Impactful Violence and Subversive Silence Viewed in Relation to
Shakespeare’s ‘Macbeth’ and Swift’s ‘Gulliver’s Travels’: A Historical Overview
(drafted June-July 2018)
Within the act of beholding violence lies a point of “stillness” that constitutes at once a problem from the moral point of view, as well as offering a solution to this problem. There is a problem inasmuch as, at this point of stillness, resistance to violence is paralyzed, while at the same time a moral sphere opens up as if in direct reaction to this. Silence emerges from this stillness as its own phenomenon, challenging a moral response in spite of the paralyzing effect. However, a culture of silence was far from being developed as an effective moral mainstay in the sphere of action either in Shakespeare’s day or in Swift’s, whether in the perpetration or beholding of violence.
The Power of Nothing:
The Limits of Non-Participation
in Act 1 Scene 1 of King Lear
(drafted August-September 2018)
A thorough revaluation of tragic developments in Act I scene 1 of 'King Lear' based on a closer reading of the scene than has ever been offered. The many problems with critical reception of this scene.

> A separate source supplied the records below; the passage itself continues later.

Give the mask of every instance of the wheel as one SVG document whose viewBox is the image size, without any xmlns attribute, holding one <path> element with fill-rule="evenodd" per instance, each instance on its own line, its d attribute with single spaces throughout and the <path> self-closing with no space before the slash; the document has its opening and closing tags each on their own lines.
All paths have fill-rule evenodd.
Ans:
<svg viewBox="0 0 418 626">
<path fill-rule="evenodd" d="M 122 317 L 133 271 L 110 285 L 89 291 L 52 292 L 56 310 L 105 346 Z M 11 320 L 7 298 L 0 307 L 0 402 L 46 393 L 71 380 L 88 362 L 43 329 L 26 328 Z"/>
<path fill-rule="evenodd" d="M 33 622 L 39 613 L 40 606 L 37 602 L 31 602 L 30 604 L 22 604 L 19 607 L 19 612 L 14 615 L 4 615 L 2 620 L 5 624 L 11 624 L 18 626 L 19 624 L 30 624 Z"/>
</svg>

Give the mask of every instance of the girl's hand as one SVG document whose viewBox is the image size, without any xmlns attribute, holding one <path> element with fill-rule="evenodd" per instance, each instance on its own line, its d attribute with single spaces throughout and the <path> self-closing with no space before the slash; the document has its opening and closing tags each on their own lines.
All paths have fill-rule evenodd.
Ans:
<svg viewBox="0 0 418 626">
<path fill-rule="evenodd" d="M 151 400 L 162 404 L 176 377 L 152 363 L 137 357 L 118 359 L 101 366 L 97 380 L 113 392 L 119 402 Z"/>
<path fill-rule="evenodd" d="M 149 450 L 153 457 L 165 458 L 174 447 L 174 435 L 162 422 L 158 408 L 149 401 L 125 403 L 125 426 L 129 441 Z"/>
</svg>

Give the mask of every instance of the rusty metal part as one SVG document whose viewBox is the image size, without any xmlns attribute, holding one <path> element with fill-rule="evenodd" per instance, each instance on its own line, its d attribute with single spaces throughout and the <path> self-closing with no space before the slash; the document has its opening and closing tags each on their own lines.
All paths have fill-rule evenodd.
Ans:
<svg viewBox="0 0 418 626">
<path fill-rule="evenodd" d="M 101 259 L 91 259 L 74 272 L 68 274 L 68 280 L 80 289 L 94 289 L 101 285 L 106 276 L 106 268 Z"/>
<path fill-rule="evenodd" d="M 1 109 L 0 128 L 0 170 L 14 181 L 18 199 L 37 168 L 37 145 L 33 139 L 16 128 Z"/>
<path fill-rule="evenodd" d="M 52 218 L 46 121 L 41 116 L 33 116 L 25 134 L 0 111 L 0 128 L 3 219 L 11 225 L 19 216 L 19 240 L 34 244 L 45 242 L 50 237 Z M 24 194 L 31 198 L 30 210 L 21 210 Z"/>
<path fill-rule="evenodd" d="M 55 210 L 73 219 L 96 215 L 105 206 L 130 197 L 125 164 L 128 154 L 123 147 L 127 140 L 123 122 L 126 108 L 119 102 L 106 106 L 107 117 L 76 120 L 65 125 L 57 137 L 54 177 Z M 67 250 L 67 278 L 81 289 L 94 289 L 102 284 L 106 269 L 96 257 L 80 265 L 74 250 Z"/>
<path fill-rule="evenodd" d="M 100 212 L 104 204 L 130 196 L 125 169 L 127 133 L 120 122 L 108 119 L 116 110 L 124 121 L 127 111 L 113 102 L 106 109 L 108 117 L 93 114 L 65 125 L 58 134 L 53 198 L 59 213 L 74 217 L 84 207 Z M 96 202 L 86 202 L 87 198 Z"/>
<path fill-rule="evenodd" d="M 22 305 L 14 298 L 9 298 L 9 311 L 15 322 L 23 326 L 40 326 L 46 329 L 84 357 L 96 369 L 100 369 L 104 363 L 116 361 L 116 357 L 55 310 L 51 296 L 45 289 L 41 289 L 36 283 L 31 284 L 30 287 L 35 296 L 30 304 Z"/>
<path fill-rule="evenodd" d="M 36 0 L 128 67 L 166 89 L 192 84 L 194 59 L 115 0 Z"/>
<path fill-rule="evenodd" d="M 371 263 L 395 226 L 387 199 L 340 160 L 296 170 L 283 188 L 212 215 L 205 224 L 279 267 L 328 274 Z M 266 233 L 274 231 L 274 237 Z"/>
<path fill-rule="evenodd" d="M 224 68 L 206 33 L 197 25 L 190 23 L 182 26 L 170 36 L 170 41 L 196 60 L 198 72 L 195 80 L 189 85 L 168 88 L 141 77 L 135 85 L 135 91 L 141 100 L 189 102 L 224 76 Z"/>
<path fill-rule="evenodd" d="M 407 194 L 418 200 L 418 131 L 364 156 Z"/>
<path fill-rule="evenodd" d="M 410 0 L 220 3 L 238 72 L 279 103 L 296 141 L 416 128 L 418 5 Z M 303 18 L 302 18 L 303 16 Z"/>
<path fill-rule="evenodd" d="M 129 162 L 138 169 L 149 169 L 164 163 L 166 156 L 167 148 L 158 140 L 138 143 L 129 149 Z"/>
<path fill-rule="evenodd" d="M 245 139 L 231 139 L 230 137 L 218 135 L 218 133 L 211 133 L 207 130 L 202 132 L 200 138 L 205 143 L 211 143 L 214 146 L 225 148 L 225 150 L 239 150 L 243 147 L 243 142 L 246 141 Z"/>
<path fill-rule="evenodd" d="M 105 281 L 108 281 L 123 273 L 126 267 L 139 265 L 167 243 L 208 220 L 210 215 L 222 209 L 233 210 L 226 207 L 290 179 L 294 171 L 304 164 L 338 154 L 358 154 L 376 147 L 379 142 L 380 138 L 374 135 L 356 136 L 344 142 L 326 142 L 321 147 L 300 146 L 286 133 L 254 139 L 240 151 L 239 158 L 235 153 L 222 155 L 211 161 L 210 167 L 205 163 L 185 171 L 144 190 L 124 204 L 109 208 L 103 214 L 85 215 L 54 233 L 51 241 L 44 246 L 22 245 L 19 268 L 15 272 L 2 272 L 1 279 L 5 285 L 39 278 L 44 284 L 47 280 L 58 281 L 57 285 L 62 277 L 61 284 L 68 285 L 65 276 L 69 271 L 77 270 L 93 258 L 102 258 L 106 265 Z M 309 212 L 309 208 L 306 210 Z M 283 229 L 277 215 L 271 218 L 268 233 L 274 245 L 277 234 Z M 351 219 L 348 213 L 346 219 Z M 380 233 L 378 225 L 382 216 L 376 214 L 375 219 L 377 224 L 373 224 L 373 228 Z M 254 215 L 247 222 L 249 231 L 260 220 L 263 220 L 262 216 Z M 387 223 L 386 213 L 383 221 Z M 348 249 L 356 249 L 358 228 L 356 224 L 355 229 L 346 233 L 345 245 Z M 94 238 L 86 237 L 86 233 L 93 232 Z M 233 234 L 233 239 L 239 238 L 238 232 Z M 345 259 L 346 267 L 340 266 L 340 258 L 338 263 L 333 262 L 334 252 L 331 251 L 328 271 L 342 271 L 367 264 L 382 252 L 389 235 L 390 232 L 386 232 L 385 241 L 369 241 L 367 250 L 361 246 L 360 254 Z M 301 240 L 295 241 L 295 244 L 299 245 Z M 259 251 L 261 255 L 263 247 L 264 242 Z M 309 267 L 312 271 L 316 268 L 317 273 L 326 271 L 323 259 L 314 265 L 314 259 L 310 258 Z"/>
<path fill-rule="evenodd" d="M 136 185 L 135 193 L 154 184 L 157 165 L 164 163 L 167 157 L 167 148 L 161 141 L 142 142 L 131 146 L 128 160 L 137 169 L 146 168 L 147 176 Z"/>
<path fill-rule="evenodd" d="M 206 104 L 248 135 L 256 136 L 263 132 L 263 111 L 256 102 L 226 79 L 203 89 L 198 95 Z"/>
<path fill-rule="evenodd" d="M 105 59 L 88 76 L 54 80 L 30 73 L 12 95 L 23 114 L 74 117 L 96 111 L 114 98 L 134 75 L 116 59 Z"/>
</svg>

In every sphere of commentary on this scene, the main point of Cordelia’s pretensions has been missed (pretensions forced upon her by her social inability at a certain level of performance)--namely, that there is an absolute limit to non-participation and that ‘nothing’, as an actual condition of existence, reserves a power that no one can pretend to revert to, let alone champion, or brave—as we see from the awful event it unleashes that is beyond the control of everyone.